I’ve heard the phrase “We need to go back to our roots.” on many occasions. I think it means let’s go back to the original intent of our forefathers who wrote the US Constitution. That is the definition I received when listening to Republicans talk on TV shows and the news media. The phrase “going back to our roots” has many more possible interpretations. For example: it could mean going back to the original US Constitution as passed by our founders in 1787 and the Bill of Rights. Or it could mean going back to the original intent of each article of the US Constitution and the original intent of each Amendment. The amendments with the exception of the Bill of Rights are not part of our roots.
Our roots are found in the Federalist Papers and in the notes kept by the founders of our nation during the summer of 1787. Anyone who is interested in those notes can read the book The Summer Of 1787 written by David O Stewart and published by Simon and Schuster. ISBN-13: 978-0-7432-8692-3
The Federalist Papers can be found at any web site selling books. There are many versions available. I have the book rewritten in modern language. It was edited by Mary Webster. The title is “The Federalist Papers.” It was published by Merril Press. ISBN 0-936783-21-4
Let’s consider several issues and see if going back to our roots resolves those issues.
Immigration is one important issue where Conservatives are saying we should go back to our roots. Will that resolve it? In 1787, people were immigrating to the US from all over the world. The US had no legal means of preventing this immigration. The first Immigration Acts were the Immigration Act of 1921 and the Immigration Act of 1924. So I fail to see how going back to our roots will resolve the Immigration problem.
With regard to religion, the US did not prevent any immigrants of any religion from entering the US. We were not a Christian nation that allowed only Christian immigrants. Note that I am referring to the Federal Government and not the actions taken by any state in the nation.
With regard to abortion, abortion was not a national issue. The first case regarding abortion (as a national issue) was in Roe vs Wade in 1973.
The Federal government gained it’s income through the sale of land. This source of income was feasible because of the constant expansion westward. Today there is a very limited amount of Federal Government land that could be sold. I certainly don’t want the government to sell any historical sites to private developers.
The Federal government had no military. The military consisted of state militias. The state militias did not always cooperate with the government. So going back to our roots certainly does not help with regard to the war on terror.
Going back to our roots means going back to the original intent of the US Constitution. However, any document that is not a living document is doomed to failure because it cannot be applied to modern times. The amendments to the US Constitution and the modern interpretation applied to it are what allowed our nation to survive. The latest example is the war on terror. There have been many debates on the treatment of terrorists in our nation: Whether they should be tried in US Courts or by a military tribunal. Can we find the answer to this question by going back to our roots? Not hardly. Even if we consider the war of 1812 or the Civil War, we do not find any answers.

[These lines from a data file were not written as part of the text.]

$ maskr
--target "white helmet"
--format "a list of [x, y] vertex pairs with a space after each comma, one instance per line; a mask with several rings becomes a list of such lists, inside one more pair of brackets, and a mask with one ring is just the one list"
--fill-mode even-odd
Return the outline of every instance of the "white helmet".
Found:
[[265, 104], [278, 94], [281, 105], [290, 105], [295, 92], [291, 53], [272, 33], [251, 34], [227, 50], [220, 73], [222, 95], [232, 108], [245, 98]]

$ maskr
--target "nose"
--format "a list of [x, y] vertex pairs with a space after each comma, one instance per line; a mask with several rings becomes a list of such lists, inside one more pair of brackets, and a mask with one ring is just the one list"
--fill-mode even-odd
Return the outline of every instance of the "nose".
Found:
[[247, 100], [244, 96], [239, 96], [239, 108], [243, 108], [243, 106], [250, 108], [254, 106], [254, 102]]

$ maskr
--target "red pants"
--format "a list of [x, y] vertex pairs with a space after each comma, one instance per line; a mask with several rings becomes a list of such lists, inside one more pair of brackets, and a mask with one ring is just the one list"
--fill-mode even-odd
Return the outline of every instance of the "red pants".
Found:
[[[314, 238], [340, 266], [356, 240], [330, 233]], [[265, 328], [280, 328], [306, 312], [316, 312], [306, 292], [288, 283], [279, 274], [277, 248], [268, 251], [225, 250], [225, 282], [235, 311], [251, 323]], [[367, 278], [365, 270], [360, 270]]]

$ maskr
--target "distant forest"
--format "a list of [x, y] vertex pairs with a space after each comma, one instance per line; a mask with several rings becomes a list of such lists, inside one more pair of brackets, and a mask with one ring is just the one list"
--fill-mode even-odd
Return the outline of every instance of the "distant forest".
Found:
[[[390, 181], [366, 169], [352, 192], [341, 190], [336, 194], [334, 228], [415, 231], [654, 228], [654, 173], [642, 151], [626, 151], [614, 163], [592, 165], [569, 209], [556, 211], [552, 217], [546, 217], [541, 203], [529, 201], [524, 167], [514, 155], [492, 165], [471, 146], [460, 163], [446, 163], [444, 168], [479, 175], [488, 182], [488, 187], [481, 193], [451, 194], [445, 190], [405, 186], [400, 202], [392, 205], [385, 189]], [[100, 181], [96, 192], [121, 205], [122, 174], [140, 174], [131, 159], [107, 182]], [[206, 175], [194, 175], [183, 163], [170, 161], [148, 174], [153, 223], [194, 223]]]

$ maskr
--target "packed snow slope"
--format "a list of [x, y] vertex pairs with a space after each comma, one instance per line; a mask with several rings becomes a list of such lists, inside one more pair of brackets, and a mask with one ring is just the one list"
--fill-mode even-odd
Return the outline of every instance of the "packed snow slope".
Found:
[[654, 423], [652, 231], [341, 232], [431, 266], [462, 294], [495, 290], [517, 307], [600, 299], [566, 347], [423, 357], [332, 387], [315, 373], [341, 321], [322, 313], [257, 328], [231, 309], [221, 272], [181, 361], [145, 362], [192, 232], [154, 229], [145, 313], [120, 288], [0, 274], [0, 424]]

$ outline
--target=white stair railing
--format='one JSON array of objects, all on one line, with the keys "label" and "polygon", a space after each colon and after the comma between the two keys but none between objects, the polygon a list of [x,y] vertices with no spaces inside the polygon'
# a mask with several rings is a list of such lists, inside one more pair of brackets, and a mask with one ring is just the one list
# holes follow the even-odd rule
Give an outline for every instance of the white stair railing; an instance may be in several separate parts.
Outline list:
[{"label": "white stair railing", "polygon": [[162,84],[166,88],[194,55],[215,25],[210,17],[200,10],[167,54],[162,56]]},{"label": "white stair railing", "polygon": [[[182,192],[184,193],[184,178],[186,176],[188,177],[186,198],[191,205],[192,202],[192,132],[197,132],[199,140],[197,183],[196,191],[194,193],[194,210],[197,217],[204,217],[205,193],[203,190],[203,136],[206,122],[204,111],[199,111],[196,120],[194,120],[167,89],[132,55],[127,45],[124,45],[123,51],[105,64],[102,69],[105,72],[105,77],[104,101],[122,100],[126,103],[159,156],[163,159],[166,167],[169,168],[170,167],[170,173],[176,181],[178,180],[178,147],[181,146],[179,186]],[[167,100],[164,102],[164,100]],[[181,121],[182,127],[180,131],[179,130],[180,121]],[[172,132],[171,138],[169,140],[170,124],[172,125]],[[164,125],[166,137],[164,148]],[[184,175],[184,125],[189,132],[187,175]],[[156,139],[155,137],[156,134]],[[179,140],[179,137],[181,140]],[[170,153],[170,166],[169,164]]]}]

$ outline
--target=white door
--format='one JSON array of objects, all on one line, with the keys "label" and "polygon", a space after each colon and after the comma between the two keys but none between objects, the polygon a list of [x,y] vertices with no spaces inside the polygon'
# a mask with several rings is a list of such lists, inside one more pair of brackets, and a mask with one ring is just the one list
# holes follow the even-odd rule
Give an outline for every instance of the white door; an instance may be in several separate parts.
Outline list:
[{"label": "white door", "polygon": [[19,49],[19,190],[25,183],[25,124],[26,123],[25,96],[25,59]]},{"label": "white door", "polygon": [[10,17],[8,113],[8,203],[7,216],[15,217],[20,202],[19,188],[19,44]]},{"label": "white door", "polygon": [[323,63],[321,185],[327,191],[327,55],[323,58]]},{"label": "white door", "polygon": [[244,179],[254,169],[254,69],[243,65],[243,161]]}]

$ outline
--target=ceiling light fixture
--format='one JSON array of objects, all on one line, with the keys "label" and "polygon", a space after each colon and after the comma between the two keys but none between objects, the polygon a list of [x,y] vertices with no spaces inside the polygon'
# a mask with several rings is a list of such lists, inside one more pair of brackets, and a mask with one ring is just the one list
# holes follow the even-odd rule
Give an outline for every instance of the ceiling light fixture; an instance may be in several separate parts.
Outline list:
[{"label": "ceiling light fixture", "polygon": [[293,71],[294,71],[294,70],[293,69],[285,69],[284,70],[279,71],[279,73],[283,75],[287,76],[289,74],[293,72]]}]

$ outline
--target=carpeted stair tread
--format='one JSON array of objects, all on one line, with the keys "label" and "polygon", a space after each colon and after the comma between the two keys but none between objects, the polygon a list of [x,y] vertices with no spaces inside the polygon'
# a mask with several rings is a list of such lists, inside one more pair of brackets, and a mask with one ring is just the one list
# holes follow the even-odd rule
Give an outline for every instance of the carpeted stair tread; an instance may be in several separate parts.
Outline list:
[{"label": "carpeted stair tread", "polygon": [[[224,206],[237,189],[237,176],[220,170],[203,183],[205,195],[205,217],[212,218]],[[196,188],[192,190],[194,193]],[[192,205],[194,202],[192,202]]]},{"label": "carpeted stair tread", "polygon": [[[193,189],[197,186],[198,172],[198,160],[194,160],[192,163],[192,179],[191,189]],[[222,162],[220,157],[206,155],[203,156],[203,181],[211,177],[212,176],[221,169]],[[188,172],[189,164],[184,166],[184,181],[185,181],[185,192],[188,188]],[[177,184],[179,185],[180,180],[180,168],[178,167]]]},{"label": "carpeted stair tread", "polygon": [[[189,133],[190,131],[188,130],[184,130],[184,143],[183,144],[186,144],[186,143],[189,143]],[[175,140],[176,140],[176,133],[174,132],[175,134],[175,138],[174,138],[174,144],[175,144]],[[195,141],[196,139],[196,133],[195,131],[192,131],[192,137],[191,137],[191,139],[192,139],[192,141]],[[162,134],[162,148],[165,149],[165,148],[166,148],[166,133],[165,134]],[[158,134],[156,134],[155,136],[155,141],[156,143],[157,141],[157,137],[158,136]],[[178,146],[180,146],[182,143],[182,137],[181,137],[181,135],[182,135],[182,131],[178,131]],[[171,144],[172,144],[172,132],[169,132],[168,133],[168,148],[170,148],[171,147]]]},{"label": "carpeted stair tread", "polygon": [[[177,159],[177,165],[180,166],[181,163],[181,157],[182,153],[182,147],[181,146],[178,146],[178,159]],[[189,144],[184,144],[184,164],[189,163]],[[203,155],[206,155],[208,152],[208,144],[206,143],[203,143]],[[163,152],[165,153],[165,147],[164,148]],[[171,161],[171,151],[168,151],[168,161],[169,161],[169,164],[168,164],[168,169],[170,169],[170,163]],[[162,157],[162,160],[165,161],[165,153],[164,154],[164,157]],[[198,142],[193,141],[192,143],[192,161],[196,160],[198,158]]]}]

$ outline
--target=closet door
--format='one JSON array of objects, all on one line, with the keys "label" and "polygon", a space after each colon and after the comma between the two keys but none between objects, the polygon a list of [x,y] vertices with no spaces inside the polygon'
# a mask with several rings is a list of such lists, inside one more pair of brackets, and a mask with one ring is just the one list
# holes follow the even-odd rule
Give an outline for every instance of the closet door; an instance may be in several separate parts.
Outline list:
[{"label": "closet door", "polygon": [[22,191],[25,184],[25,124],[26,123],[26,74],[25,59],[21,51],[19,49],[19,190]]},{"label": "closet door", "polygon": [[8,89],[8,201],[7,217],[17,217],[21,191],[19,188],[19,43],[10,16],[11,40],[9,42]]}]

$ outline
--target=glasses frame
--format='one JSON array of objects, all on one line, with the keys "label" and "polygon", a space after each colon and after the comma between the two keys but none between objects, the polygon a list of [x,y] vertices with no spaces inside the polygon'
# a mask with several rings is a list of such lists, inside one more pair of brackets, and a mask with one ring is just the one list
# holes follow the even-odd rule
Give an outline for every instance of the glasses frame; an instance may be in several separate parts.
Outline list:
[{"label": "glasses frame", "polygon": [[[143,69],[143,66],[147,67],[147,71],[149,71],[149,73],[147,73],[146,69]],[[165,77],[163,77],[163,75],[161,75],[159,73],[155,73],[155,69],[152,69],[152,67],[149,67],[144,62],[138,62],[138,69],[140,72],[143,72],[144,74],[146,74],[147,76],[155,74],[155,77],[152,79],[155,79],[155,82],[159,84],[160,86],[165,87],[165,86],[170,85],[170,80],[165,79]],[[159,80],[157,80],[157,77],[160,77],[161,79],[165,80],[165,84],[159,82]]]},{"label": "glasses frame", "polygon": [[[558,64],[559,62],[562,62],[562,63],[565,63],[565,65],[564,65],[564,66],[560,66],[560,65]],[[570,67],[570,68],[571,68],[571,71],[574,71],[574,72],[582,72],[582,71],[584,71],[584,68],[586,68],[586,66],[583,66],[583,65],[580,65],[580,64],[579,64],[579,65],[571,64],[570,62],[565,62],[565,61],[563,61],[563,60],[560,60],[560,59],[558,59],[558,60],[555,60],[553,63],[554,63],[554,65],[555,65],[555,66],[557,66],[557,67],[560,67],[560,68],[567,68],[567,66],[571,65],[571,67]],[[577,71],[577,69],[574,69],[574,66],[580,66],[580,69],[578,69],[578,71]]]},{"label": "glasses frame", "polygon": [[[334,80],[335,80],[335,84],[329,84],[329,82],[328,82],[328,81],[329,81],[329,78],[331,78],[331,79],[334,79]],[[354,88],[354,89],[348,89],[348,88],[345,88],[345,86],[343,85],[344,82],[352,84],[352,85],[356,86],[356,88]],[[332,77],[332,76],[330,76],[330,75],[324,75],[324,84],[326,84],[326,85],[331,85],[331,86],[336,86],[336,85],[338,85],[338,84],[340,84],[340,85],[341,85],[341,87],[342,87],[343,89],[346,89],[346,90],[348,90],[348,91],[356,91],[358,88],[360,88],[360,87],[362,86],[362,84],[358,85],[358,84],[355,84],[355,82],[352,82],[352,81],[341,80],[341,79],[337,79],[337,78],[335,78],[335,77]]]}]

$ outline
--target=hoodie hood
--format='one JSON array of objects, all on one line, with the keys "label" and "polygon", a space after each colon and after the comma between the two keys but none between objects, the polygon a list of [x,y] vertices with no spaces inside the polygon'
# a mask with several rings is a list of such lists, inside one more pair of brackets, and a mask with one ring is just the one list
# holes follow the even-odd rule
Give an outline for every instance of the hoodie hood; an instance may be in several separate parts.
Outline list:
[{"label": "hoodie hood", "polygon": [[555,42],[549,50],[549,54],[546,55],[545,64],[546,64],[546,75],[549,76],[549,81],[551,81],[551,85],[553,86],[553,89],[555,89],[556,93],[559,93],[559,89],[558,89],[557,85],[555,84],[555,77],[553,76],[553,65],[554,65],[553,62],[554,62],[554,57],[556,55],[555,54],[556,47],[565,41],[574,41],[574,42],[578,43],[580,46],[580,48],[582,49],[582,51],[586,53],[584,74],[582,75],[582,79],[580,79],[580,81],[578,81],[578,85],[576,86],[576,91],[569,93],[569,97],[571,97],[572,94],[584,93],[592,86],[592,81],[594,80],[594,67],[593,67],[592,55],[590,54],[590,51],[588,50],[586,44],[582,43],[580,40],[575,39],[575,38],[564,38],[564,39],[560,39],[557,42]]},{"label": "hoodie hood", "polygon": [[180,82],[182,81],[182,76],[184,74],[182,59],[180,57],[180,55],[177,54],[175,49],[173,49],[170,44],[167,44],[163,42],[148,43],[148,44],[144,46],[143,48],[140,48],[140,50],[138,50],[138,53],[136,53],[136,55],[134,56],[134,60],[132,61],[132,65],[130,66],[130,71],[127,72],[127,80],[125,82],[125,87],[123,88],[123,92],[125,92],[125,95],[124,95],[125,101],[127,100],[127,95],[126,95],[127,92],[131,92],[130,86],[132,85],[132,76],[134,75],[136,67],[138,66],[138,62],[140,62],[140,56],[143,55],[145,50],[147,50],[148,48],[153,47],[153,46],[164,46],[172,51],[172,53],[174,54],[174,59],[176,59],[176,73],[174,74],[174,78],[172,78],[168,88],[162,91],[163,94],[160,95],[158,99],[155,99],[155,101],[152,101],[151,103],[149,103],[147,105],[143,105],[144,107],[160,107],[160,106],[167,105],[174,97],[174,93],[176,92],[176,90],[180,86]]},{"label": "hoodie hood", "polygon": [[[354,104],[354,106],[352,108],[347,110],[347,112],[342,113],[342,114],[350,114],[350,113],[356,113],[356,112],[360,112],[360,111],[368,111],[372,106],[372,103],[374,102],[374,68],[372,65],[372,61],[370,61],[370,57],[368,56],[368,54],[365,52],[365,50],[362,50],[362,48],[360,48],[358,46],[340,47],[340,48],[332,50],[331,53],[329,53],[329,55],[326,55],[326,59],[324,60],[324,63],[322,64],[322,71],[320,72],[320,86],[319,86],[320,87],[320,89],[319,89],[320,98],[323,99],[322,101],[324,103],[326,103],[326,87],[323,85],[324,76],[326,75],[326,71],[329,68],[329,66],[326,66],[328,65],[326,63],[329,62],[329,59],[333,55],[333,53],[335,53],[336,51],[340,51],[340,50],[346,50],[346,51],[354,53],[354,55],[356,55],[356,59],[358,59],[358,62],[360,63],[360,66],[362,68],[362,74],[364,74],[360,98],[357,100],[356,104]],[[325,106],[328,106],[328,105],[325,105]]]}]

Going back to our roots refers to our national roots. However, if one wants to consider our local roots, one should read the book A History Of American Law written by Lawrence M. Friedman and published by Simon and Shuster Inc. ISBN-13: 978-1-4165-5466-0
Before going back to our national roots, one should read the book A People’s History Of The Supreme Court written by Peter Irons and published by Penguin Books. ISBN 0 14 30.3738 2
We were not born a Christian nation as is proven by the lack of immigration laws during and after the summer of 1787.
And giving the states the type of sovereignty they had before the passage of the 14th amendment would put our military in jeopardy. It would allow the states the right to refuse to send it’s soldiers (then called militias) to fight a war declared by the US Congress. It would in effect allow each state government to dictate the religion of that state. It would allow the battles between states that existed prior to the ratification of the US Constitution to resume. It would allow states to ignore Federal laws as they had done via a Document of Nullification before the 14th amendment. It would remove the Federal Government’s control of international commerce and place it in the hands of the states thereby allowing states to compete with each other and even block each other’s ports to gain a superior hand in trade relations with some foreign nation.
With regard to the disabled and those on Welfare, it would leave people starving in the streets: especially people whose problems are not understood nor accepted by the American public.
I feel that we won’t resolve any national issue by going back to our roots. We will simply create more national issues. This next statement is harsh, but it accurately describes my bias with regard to going back to our roots. Going back to our roots is just plain lunacy!
In conclusion, the Republicans want to selectively go back to our roots. They only want to go back to our roots in the case’s where our founder’s intent satisfies the Republican platform. Hence, they are not telling the real meaning of their phrase “Going back to our roots. They should call it “Forcing Republican Philosophy On The US People.”